This project originated from DNDi’s successful NTD Drug Discovery Booster programme. As a result of further collaboration with Takeda Pharmaceutical Company Limited to identify and advance novel compounds against visceral leishmaniasis, the S07 lead chemical series of compounds showed promising efficacy and safety profiles. DNDi and Takeda are collaborating on medicinal chemistry optimization of the S07 leads that have been identified, with the aim of progressing at least one optimized lead through to a pre-clinical candidate compound for visceral leishmaniasis, with funding support from Japan’s Global Health Innovative Technology Fund (GHIT Fund).

Project updates

2023

Exploratory toxicology studies for the two selected optimized leads were performed and finalized at Accelera. While a no-observed-adverse-effect level (NOAEL) for one of the leads could not be determined, the second optimized lead fulfills the criteria of the target candidate profile for visceral leishmaniasis.
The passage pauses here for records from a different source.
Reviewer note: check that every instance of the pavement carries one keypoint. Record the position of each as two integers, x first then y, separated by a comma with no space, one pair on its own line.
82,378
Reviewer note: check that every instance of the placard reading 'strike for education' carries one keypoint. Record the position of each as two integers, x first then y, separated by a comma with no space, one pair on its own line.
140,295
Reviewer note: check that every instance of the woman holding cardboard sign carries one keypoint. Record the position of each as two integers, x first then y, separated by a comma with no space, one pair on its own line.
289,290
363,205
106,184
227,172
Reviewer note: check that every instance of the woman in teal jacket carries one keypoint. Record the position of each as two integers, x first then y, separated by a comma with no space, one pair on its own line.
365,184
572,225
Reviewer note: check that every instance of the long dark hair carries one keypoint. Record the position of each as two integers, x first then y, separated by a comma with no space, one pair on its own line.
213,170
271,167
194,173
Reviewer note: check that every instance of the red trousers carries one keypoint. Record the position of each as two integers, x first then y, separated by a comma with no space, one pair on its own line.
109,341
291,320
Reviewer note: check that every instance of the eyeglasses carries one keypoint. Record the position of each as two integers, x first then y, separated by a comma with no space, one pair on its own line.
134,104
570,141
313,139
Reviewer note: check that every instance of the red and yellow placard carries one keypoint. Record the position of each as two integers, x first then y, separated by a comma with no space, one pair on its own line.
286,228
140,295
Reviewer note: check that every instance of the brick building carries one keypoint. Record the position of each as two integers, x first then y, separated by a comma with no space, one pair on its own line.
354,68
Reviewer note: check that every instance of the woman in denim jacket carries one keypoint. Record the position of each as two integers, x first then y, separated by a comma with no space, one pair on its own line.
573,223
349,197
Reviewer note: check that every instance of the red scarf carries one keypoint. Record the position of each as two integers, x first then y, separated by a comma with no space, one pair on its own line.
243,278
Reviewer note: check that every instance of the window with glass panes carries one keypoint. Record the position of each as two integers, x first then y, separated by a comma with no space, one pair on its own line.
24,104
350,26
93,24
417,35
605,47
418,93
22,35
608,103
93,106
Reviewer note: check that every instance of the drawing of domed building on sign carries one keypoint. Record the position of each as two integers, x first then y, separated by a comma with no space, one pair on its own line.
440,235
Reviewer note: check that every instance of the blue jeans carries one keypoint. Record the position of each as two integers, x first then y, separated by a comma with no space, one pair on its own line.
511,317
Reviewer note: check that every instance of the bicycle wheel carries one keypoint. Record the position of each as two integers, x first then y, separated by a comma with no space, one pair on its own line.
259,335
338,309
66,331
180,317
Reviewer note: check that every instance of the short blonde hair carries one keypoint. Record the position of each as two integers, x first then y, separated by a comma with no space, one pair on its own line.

The putative mechanism of action of parasite proteasome inhibition and selectivity against the human target were also confirmed for both S07 series compounds.

2022

Scale-up of the two selected optimized leads was completed. Exploratory toxicity study activities began at Accelera, and bioanalytical method transfer and validation were completed. In-vivo studies with scaled-up lead compounds were initiated in January 2023.

2021

Two optimized leads were identified that will move forward into exploratory toxicology studies before pre-candidate nomination. The current priority is synthesis route optimization and scale-up of the two optimized leads.  

2020

The NTD Drug Discovery Booster identified two lead compounds from the S07 hit series that demonstrated efficacy in a leishmaniasis infection model. These two compounds advanced through to lead optimization and, in collaboration with Takeda, are now being further characterized.

Recent data suggest that these two lead compounds have the same mechanism of action as two other compounds currently in Phase I clinical trials: GSK3494245/DDD1305143, a compound being jointly developed by DNDi and GlaxoSmithKline.